- From: Jan-Ivar Bruaroey <jib@mozilla.com>
- Date: Fri, 06 Dec 2013 13:53:37 -0500
- To: cowwoc <cowwoc@bbs.darktech.org>, public-media-capture@w3.org
On 12/6/13 11:56 AM, cowwoc wrote: > There is nothing in Javascript which implies that unknown keys should > be ignored silently. Yes there is. JavaScript APIs accept extra parameters and do not throw. This is established practice, as Travis points out in http://lists.w3.org/Archives/Public/public-media-capture/2013Oct/0129.html There is nothing in Javascript which implies that unknown keys should be ANYTHING BUT ignored silently. > Throwing exceptions on bad input is not meant as a mechanism for > detecting browser support. There is no duplication here. Typos are not > an indication that the browser doesn't support the input *yet*. They > are an indication that the browser may *never* support this kind of input. You cannot distinguish typos from future parameters in JavaScript, and trying to is misguided, because it prevents adding new parameters in the future without breaking old implementations.

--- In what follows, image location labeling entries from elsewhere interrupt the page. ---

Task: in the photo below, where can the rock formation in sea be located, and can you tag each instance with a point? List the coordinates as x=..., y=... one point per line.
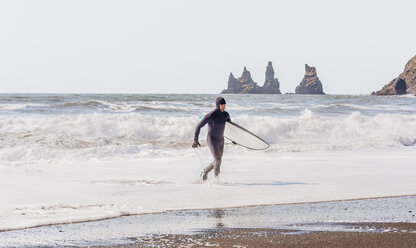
x=405, y=83
x=246, y=85
x=310, y=83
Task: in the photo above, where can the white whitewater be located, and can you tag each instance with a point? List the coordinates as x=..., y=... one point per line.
x=69, y=158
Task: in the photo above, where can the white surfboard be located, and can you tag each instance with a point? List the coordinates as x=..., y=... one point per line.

Would you have us throw if 'audio' or 'video' were misspelled? If so, how could we ever add a third media type like 'smellovision' ? >> What about: { audio: true, video: { optional: { maxW1dth: 320, >> maxHeight: 240 }}} ? >> >> or: { audio: true, video: { mandtory: { maxW1dth: 320, maxHeight: 240 >> }}} ? ... > I'm not advocating changing the language, just validating the function > input. This is function input to gUM()! Would you have us fail on the two cases above? .: Jan-Ivar :.